When it comes to bonobos, nice guys finish last. Researchers tested the animals with different social scenarios and in each, the bonobos preferred to make friends with bullies.
Bonobos, along with chimpanzees, are our closest animal relatives, but humans don’t show quite the same level of shrewdness. Even very young babies can tell the difference between nice characters and mean ones, and they typically prefer the characters that cooperate. (That said, it’s not until age six that they develop a sense of justice.) The study, published this week in the journal Current Biology, is surprising because bonobos are usually characterized as our cuddly relatives, unlike more aggressive chimps. That bonobos, too, want to have powerful allies on their side suggests that our distaste for bullies might be more unique than we thought.
For today’s study, scientists showed 24 bonobos little skits. One was a video of a cartoon trying to climb a hill. Another cartoon enters who either pushes them to the top or shoves them to the bottom. In the second experiment, the animals watched a skit where a human dropped a stuffed animal. Two more people enter.
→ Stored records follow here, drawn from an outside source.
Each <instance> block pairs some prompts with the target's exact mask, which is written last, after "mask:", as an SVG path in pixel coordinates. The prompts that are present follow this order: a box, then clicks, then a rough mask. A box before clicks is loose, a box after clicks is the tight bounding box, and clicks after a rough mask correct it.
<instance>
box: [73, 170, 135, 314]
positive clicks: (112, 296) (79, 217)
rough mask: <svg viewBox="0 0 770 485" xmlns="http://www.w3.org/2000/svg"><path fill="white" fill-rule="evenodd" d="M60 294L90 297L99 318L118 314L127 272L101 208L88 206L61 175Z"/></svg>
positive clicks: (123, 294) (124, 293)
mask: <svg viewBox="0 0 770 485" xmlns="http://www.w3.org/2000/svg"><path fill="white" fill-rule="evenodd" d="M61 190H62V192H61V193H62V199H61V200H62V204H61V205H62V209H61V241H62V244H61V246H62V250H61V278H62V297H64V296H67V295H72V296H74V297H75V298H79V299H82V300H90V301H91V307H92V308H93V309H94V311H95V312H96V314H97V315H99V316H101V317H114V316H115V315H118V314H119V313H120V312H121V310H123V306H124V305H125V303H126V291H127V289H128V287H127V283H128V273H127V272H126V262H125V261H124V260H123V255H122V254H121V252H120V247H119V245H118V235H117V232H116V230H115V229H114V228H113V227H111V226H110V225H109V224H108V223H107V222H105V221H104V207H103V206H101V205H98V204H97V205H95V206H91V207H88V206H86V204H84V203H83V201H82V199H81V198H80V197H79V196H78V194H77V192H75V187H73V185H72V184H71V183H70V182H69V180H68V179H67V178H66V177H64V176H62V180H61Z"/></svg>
One tries to return the toy, the other snatched it away.
Afterward, the scientists offered bonobos apple pieces hidden under cutouts of the various characters. In both cases, the bonobos preferred to “accept” apple slices from — and therefore make friends with — the more aggressive character.
For bonobos, the researchers say, this aggressive behavior could be a sign of status, and it’s always useful to have high-status friends. This is true for humans too, of course, but we also tend to punish bullies through vengeance or social rejection which provides a little more incentive to be kind — which is a good thing.